HAD Scottish football been blessed with more people of the integrity, intelligence and character of Turnbull Hutton, who sadly passed away on Sunday night, the sport might not be in its current disheveled state.

As Raith Rovers pointed out yesterday (mon), their honorary president and former chairman will be sorely missed - and far beyond his immediate circle of family and friends.

I met Turnbull just once, but what an encounter it was. A walk up a steep incline to the Edinburgh home he shared with wife Margo was rewarded with the type of interview every journalist should cherish. Turnbull clearly wanted to let off steam, and boy did he do it . . .

The football establishment got it with both barrels on that memorable August, 2012, lunchtime. Stewart Regan, Neil Doncaster, Walter Smith and Ally McCoist were among the targets - and as befitting a man with a degree from Harvard University, Turnbull was firing from the head, rather than the hip.

Some weeks earlier, slightly out of breath at the top of Hampden's steps, Turnbull had told reporters: "We've been lied to by the SFA, the SPL. We've been threatened, bullied - it's not football as I know it."

He was, of course, referring to the establishment plot to afford Rangers a soft landing in Division 1, instead of - as transpired - the fourth tier of Scottish football. But it was in July, the month before we spoke, that he uttered the words which were to bring him cult status. "In essence," he said memorably, "the SPL is like a dead parrot."

It was a colourful, Pythonesque, comment from a colourful man.

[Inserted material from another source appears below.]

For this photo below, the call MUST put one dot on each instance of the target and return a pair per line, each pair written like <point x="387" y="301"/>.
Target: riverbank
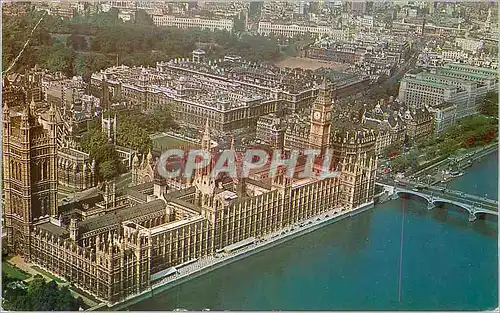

The essence of Turnbull can be found in the regular column he once wrote for the Scotch Whisky Review. The illustration at the top shows him standing, arms folded imposingly, between two casks of whisky, each one bellowing flames. The column itself was called Devil's Advocate.

In a world of increasing political correctness, Turnbull liked to portray himself as unreconstructed old school. Bemoaning the demise of the liquid lunch, apparently a staple of his early time as managing director of Diageo Operations Scotland, he wrote: "Fizzy bloody water appeared at meetings, as did boring bloody sandwiches.

"Our colleagues went off on team-building exercises - making rafts and abseiling - and when they weren't bonding with each other they were out bloody jogging at lunchtime."

Having had a chuckle at this faux outrage while researching Turnbull's background, I didn't expect to be disappointed when we met. Over, I might add, coffee and snacks. Any number of events had fuelled his indignation; they included death threats aimed at fellow Raith director Eric Drysdale, and another to burn down Stark's Park. Closer to home, his property had very recently been burgled.

Set against all these, Stewart Regan's threat of a financial Armageddon for Scottish football if Rangers didn't get their parachute landing struck Turnbull as being so wide of the mark as to be risible. The summer of 2012 didn't show the Scottish FA chief executive in a good light and the Raith Rovers chairman would, at the time, have been happy to see the back of him.

Later, the two men came to a better understanding and accommodation. If Turnbull's pugnacious appearance was often matched by his disposition, he was also open-minded and not shy to be self-deprecating. He was, however, implacable in his belief that sporting fairness should prevail - and in that stance became a champion of many.

His death at the age of 68, after being diagnosed with leukaemia, is deeply saddening.